= Dotation =

Revenue grants to Napoleon I's supporters

A dotation (/fr/) was a grant of revenues from territory conquered by the First French Empire. The dotations were made by Emperor Napoleon to family members, government figures and military officers as a means of securing their support. Those granted land were known as donataires. The system saw almost 6,000 donataires holding dotations worth, in theory, 30 million francs per year by the time of the Empire's collapse in 1814. The loss of revenue to the conquered states was significant; the Kingdom of Westphalia was never financially solvent under French rule because of the dotation system taking 20% of its income.

== Process ==

Extent of the French Empire in 1812

Napoleon's First French Empire acquired, by conquest, significant land in Europe. As part of Napoleon's transition into Empire, from the French First Republic, he granted various titles of nobility to his supporters. To supplement the titles and to secure support from other figures the dotation system was introduced.

The revenue from part of some conquered states was assigned to the recipient, known as a donataire. The revenues were able to be passed down to the donataire's male heirs, though the recipient was supposed to have sold half of the holding within 20 years and all of it within 40 years (the intention being that the proceeds would be used to buy lands in Metropolitan France).

The lands taken would be land belonging to feudal lords, deposed monarchs or the Catholic Church. Much of the revenue assigned came from dues previously paid to feudal lords. Such a system was against the principles of the French Revolution and even against some parts of the Napoleonic Code but its value in shoring up support for Napoleon led to its widespread use. English-Italian historian Stuart Woolf said of the dotation system "no better example could be given of the unresolvable contradictions between the modernizing ideals of integration of the French administrative class and the practice of exploitation that accompanied the expansion of the Empire". The abolition of the feudal system would have reduced the value of the dotations significantly so any proposed reform was vigorously opposed by the donataires.

The dotation system was supervised by French officials known as superintendents of the extraordinary domains. The land supporting the dotations was not directly administered by the donataire but the dues were collected by French agents on their behalf. Donataires had to swear a personal oath to Napoleon. Most donataires were military officers.

== Scale ==
The dotations varied significantly in value. The French government recorded dotations as one of eleven grades. The top grade consisted of 10 donataires whose dotations ranged in value from 400,000 to 1.5 million francs per year (between 1806 and 1813) including Napoleon's sisters Pauline and Elisa, senior generals Michel Ney, André Masséna, Louis-Nicolas Davout, Jean-de-Dieu Soult and Jean-Baptiste Bessières and senior ministers including Armand-Augustin-Louis de Caulaincourt. Eight donataires in the next grade held dotations worth between 200,000 and 400,000 (with a total combined revenue of 2.8 million). Other dotations were comparatively small; the lowest grade held revenues of 5,000–10,000 each and included 248 individuals with a total income of less than 2 million francs.

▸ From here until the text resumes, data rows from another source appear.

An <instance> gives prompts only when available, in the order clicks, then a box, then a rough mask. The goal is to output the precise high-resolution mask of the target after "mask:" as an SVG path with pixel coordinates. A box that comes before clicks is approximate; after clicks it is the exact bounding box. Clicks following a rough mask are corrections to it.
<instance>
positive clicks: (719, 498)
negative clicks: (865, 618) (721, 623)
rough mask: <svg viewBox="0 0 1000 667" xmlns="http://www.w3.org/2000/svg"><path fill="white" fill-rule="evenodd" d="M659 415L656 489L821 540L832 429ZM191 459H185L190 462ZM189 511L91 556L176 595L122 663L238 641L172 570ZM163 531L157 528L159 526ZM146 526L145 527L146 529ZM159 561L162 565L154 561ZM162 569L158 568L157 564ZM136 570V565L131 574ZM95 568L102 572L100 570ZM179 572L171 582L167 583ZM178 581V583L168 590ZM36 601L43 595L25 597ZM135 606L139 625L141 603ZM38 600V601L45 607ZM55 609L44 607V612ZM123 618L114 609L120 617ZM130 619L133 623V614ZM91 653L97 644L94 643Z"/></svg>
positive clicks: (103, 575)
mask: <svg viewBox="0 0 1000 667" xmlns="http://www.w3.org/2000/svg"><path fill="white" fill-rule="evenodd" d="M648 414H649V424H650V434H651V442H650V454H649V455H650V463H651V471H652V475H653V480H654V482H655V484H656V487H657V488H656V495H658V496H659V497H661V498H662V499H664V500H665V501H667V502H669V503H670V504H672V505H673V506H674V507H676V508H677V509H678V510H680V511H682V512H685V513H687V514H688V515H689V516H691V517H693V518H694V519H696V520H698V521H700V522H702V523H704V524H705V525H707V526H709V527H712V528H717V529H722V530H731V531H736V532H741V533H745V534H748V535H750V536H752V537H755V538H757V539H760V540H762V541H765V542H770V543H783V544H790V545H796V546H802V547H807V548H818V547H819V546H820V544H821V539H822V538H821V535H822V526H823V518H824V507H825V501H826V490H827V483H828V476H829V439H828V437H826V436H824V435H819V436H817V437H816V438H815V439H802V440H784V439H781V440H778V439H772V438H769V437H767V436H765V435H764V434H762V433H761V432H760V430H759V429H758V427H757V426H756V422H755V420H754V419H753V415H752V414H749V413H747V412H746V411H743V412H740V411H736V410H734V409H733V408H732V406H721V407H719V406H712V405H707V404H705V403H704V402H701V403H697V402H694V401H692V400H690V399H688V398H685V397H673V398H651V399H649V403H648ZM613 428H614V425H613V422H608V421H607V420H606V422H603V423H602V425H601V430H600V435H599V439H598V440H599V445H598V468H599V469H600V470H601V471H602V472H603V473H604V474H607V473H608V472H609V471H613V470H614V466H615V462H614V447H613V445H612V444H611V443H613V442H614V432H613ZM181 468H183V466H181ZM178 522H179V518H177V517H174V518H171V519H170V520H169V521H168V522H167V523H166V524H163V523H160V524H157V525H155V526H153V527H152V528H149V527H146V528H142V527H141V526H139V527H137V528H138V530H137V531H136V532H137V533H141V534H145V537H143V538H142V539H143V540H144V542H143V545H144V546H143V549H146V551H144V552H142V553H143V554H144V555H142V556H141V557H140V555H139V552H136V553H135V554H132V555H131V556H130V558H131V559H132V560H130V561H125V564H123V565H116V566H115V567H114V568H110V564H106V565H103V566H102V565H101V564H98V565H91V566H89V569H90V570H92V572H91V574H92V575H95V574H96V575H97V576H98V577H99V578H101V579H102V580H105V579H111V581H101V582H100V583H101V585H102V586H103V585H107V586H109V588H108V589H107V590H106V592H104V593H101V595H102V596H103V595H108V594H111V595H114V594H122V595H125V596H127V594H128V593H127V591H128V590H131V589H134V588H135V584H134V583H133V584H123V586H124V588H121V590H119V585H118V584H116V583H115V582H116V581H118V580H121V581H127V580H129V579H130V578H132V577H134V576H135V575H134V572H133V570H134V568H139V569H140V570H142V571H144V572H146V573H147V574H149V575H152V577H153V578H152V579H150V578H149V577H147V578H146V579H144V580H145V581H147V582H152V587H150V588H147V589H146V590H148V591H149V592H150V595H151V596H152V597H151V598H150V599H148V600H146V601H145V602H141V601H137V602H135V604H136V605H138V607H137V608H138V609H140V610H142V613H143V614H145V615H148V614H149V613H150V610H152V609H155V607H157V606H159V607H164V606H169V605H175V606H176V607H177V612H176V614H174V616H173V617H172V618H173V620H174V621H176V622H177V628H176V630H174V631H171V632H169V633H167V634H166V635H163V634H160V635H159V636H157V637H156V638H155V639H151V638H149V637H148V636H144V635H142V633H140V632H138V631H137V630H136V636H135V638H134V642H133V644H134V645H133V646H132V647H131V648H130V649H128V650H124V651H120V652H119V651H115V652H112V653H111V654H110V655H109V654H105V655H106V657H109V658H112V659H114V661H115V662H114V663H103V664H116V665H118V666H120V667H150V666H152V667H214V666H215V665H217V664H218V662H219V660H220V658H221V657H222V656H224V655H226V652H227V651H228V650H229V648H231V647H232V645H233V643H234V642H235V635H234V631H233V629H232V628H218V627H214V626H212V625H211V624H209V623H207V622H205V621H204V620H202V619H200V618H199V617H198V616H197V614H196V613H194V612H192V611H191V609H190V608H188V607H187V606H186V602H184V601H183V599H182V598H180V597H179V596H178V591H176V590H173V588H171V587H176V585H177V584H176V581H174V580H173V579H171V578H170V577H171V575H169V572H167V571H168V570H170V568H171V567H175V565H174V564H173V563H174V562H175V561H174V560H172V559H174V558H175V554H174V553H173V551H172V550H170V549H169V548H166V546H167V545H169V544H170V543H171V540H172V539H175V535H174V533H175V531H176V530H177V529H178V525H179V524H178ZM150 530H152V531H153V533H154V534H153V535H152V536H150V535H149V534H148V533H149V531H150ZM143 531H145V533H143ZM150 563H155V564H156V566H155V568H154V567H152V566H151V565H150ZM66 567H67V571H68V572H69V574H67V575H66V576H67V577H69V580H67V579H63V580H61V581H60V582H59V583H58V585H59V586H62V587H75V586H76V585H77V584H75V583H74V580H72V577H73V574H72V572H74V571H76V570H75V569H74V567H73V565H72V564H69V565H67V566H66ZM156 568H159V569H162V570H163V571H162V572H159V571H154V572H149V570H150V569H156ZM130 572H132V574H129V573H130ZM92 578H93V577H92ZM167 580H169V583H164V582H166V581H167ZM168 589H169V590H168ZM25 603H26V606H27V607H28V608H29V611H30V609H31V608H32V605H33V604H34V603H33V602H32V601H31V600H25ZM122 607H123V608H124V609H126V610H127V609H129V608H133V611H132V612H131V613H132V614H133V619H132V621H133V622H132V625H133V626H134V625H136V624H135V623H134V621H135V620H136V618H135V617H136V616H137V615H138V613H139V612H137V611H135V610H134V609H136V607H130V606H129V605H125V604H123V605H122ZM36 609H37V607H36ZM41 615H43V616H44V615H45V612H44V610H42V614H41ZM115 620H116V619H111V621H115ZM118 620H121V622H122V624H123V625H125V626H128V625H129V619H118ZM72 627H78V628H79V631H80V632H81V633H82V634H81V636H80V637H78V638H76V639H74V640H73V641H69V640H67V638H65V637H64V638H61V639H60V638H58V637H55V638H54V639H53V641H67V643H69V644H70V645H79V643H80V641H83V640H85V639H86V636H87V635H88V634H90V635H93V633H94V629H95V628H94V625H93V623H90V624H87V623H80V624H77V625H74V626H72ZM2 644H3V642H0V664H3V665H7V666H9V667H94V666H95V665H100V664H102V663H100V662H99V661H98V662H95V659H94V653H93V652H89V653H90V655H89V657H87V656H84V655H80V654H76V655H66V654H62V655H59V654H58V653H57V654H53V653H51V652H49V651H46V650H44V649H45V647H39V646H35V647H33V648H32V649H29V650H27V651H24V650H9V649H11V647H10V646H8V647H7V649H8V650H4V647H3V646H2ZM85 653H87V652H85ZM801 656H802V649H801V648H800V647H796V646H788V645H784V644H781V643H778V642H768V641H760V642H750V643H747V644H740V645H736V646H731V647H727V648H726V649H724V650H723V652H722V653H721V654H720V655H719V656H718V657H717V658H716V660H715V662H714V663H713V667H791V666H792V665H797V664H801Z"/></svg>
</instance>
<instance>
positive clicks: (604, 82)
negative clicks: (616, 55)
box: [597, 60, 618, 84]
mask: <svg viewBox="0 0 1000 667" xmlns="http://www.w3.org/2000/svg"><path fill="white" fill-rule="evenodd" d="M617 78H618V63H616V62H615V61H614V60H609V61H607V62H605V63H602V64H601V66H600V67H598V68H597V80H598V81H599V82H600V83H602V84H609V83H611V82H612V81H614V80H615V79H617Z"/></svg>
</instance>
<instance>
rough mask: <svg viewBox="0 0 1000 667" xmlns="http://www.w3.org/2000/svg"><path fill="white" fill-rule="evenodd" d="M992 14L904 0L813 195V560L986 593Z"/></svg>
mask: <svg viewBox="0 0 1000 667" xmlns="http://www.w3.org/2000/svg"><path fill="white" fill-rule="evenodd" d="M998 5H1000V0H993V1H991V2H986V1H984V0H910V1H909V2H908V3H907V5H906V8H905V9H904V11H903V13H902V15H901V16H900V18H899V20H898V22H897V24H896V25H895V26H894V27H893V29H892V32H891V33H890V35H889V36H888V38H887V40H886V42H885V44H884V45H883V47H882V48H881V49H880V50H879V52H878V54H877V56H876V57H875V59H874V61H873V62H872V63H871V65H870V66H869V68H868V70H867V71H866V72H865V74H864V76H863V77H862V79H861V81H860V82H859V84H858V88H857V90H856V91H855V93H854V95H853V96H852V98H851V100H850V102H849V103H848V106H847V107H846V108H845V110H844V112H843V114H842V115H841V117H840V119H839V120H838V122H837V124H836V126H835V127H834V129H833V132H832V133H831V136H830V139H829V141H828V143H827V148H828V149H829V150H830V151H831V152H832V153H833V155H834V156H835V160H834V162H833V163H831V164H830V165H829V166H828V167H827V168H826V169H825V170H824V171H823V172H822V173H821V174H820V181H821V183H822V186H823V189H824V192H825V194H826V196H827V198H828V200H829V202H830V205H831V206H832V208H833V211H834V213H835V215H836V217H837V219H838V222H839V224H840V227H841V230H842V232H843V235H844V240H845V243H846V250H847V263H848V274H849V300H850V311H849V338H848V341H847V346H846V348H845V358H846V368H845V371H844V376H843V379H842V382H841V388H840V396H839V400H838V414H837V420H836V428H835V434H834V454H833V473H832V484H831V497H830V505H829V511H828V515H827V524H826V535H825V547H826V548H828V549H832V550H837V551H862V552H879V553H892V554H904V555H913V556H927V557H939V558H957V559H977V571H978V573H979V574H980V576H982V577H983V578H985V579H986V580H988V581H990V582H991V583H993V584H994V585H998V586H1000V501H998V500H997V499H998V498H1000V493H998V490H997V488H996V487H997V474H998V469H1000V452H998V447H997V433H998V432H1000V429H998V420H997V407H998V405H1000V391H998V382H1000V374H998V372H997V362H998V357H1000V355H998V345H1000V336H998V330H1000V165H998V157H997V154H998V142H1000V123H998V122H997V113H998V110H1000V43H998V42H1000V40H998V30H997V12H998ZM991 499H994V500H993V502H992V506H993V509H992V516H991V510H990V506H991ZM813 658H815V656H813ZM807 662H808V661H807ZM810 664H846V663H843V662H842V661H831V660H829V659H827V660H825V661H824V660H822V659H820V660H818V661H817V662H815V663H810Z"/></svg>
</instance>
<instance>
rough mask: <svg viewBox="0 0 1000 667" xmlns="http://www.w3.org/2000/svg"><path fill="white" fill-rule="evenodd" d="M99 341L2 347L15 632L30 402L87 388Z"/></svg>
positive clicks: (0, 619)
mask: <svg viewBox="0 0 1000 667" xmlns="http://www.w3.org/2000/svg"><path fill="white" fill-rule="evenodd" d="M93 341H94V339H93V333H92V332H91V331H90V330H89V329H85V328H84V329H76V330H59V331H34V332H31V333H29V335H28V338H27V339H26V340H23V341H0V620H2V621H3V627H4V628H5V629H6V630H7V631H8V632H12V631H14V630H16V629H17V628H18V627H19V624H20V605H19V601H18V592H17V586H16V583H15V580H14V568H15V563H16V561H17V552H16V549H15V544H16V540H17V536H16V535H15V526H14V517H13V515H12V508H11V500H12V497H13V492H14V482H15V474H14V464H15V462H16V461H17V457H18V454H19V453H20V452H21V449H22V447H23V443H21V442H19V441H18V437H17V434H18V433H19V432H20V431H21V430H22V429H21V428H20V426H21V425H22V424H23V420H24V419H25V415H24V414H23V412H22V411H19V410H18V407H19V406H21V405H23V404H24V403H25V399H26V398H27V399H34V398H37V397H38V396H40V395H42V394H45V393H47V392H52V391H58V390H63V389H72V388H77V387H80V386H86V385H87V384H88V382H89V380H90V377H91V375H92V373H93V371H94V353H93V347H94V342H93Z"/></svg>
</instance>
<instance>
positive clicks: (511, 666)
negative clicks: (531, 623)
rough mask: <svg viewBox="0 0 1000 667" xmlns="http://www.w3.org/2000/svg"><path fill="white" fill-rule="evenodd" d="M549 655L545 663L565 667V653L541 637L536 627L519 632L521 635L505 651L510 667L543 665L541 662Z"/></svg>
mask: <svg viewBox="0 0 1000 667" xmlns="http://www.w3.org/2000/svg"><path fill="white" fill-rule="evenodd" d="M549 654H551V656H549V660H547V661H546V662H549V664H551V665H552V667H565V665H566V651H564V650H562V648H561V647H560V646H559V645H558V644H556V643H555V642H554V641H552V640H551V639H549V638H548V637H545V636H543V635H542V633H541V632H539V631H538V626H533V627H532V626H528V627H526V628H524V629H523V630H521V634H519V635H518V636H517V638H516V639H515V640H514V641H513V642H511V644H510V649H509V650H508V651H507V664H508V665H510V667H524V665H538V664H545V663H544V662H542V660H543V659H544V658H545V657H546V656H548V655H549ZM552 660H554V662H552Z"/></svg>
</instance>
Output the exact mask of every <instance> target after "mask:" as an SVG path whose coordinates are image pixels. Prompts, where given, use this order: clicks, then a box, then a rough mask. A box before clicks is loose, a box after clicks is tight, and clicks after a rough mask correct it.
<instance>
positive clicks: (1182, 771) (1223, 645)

Non-land related dotations were also known, with the donataire holding an entitlement to a portion of the loot taken by Napoleon's armies in the field. In many cases revenues fell far short of their theoretical value and were the subject of complaints from a large number of donataires.

As much as half of the feudally-held land seized by the French was granted in dotations. The toll on the Kingdom of Westphalia, which lost almost 20% of its revenue, meant that it failed to develop as an independent state and was never fiscally solvent. Some 1,844 dotations were made from land in Italy alone. Only 27 dotations were made from the Duchy of Warsaw in 1807 but these, worth 930,000 francs per year, reduced the duchy's income by a fifth. The 1809 Treaty of Schonbrunn, following the defeat of Austria, allowed a significant increase in dotations from the duchy. By 1814 some 6,000 donataires held dotations worth, on paper, 30 million francs per year.

== End ==
The system collapsed with the loss of territory during the 1813-14 War of the Sixth Coalition and the dotations were effectively annulled by Napoleon's abdication.